A West Michigan developer wants to build housing in the Kalamazoo Edison neighborhood to help recovering addicts get back on their feet, but some neighborhood residents are not pleased.

Hollander Development Corporation (HDC), based in Portage, proposed to develop a 51-unit permanent supportive housing community for individuals with substance use disorders and referred by Kalamazoo-area treatment courts.

The $10.5 million dollar project is the first of its kind in West Michigan and the developer planned to build the complex where the Allied Paper Plant once stood.

The development would create a community consisting of 50 units of Permanent Supportive Housing that would serve individuals with substance use disorders.

A meeting was held Thursday night at the Edison Neighborhood Association building to address the plan. Some neighbors were leery of the apartment complex in their neighborhood.

"We have families and we have properties. How would you like plopping it in your neighborhood?" a resident said.

Stephanie Wilson has been in recovery for six months and all she wants is a stable place to live.

Wilson spoke about how much she and other recovering addicts would need an apartment complex like the one proposed.

"A lot of addiction stem from not having a stable environment and not having any support around this.
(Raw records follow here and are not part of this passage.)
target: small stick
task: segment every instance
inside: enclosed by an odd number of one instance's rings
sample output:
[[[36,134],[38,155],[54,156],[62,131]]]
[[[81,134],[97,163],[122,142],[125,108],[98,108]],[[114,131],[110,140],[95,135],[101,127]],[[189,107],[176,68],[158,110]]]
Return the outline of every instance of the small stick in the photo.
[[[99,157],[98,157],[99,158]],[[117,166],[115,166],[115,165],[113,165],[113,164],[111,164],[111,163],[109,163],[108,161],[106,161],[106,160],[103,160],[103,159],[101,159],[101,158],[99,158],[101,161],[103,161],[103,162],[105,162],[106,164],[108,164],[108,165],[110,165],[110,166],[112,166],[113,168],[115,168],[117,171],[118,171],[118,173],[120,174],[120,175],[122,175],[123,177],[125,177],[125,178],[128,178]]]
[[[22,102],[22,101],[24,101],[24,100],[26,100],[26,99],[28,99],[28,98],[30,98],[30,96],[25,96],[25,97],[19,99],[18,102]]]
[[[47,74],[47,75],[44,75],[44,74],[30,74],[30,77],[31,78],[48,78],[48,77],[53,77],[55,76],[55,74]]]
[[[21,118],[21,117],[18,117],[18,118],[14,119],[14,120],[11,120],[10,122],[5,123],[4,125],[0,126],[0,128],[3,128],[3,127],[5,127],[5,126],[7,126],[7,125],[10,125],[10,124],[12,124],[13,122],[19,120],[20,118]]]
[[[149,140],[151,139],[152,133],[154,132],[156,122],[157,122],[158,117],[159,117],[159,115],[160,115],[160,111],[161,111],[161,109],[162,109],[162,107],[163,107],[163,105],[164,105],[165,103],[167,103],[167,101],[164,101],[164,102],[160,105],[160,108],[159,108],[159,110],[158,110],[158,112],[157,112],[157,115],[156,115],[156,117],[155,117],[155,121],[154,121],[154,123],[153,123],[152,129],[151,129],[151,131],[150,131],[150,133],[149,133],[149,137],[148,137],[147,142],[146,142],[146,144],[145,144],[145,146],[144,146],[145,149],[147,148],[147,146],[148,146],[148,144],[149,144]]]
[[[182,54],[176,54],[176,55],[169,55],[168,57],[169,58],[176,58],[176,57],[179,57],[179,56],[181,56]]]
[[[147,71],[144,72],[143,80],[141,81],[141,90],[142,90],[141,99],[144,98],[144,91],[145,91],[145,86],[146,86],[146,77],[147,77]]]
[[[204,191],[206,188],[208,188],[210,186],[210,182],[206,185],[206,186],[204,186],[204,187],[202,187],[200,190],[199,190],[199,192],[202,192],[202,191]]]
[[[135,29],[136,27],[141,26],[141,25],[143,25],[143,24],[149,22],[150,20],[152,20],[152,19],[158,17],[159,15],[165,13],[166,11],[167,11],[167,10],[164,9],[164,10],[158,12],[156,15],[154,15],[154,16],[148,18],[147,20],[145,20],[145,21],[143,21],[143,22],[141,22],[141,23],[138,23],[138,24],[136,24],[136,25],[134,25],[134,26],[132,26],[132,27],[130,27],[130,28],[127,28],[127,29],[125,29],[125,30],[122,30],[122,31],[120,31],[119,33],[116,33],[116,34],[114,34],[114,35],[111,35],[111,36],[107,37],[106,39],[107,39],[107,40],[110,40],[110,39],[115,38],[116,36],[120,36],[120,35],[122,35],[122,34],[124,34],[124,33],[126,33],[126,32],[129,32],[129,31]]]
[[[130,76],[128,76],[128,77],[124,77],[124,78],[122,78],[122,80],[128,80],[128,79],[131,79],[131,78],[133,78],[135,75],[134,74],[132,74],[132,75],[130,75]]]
This is a great opportunity," Wilson said.

Dozens of recovering addicts and Edison neighborhood resident gathered to hear plans for the apartment recovery complex, which would be used for people going through Kalamazoo-area treatment courts

The Michigan Association of Treatment Court Professionals (MATCP), Cinnaire Corporation, a Lansing-based, multi-state community development financial institution, retained HDC to develop the pilot project to help create stable housing options for recovering addicts.

The project is part of an effort launched by the Michigan State Housing Development Authority (MSHDA) to build recovery housing. Locations in Kalamazoo and Jackson have been selected as the pilot locations and both will focus on opioid use disorders.

"Drugs are taking over. For ya'll to do this, I applaud you," said one resident in the crowd.

Harvey Hoffman, legislative director for the MATCP, said eligible residents would have to be in good standing in the drug courts. Hoffman said residents could live in the apartments for however long is needed.

At the time of reporting, recovering addicts in Kalamazoo County could live in recovery houses, but only up to 90 days.

"There's no place to go, so this project provides them the next step," said Kaye Sanders, with the Community Healing Center.

Hoffman said currently it's easy for addicts to fall back into old habits.

"They simply go back to their old neighborhood, old friends. If you're addict, if all your friends are using, if everyone you're living with is using. It makes it very difficult for treatment to be successful," said Hoffman.

Kalamazoo-based Community Healing Centers will coordinate on-site services for individuals referred to the community from Kalamazoo treatment courts.

Supporters hope the new housing concept will transform lives. Some neighbors are preparing to embrace it.

"I support this project 100 percent. I think it will bring a blossom to Edison that doesn't exist now," said one resident.

Developers said the location was picked in part because residents can easily access treatment courts and report to case managers working nearby.

In 2017, the Family Health Center opened a brand new $15 million facility. The Kalamazoo Community Mental Health and Substance Abuse Services is moving into 400 Bryant St. after a $9 million facility renovation.

The project will need approval from the Kalamazoo Planning Commission and Kalamazoo City Commission before moving forward.

Developers hope to break ground in early 2019 with construction to complete within 12-16 months.